Secretary of State Mike Pompeo ended his predecessor's FOIA surge, which compelled hundreds of diplomats to perform work for which they were significantly overqualified. State Department

Pompeo Ends FOIA ‘Surge’ That Sidelined Hundreds of Diplomats

The transfers, which began under then-Secretary Rex Tillerson, were seen as retaliation for involvement in programs unpopular with the Trump administration.

In the latest sign of change in State Department management under Secretary Mike Pompeo, officials this week confirmed that the department has ended the practice of involuntarily transferring high-level career employees from specialized jobs to the office that handles Freedom of Information Act requests under what was an unusual “surge” to whittle down the backlog of FOIA requests.

Many career employees perceived the transfers, which began under then-Secretary Rex Tillerson, as a kind of banishment or retaliation for their involvement in programs supported by the Obama administration that had fallen from favor in the Trump administration.

A department spokeswoman on Friday confirmed to Government Executive that “many department employees assigned to assist with addressing the department’s FOIA backlog, including the majority of employees detailed to the FOIA Program, have returned to non-FOIA related duties.”

As reported by Talking Points Memo, the transfers affected hundreds of former ambassadors and top-level leaders of bureaus or the National Security Council. An Oct. 12 memo from State’s Bureau of Administration shared with the news outlet by a congressional source, described the FOIA transfers as a “tax” on all of State’s bureaus.

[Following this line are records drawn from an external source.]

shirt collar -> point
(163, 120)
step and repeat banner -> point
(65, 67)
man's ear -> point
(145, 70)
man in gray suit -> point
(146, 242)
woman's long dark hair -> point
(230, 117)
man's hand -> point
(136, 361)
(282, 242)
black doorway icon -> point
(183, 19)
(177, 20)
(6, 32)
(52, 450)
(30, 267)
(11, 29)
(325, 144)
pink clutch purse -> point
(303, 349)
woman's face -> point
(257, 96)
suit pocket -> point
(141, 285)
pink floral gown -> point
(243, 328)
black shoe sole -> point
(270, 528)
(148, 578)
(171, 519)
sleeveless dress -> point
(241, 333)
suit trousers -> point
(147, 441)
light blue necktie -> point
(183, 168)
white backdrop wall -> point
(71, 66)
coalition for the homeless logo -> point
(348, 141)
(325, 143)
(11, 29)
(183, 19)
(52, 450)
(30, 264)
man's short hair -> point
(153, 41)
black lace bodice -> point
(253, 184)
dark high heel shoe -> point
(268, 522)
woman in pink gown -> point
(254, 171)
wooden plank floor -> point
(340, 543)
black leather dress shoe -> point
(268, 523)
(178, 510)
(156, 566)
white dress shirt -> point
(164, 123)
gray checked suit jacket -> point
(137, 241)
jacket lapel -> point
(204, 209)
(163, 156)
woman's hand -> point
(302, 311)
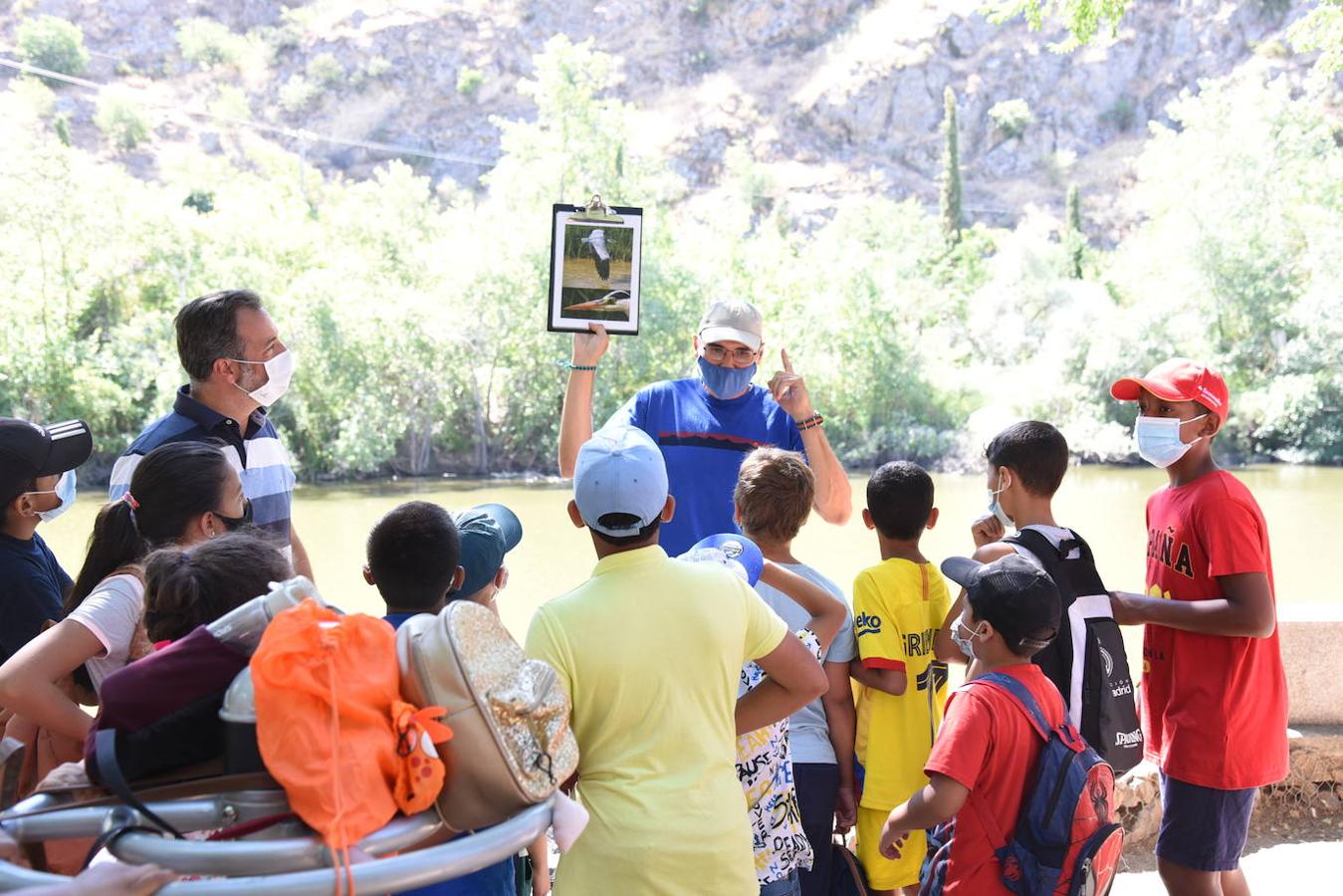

In a May article in the American Foreign Service Journal, retired diplomat Alex Karagiannis said the FOIA surge was “widely perceived as an exercise to drive people out by displacing them to tasks incommensurate with their diplomatic skills and experience, while higher priority national security objectives are underserved.”

State was named the lowest-performing agency in responding to FOIA requests in a 2015 study. But the latest annual report from State’s FOIA office showed that the backlog of unanswered requests had been reduced from 22,647 in fiscal 2016 to 13,008 in 2017.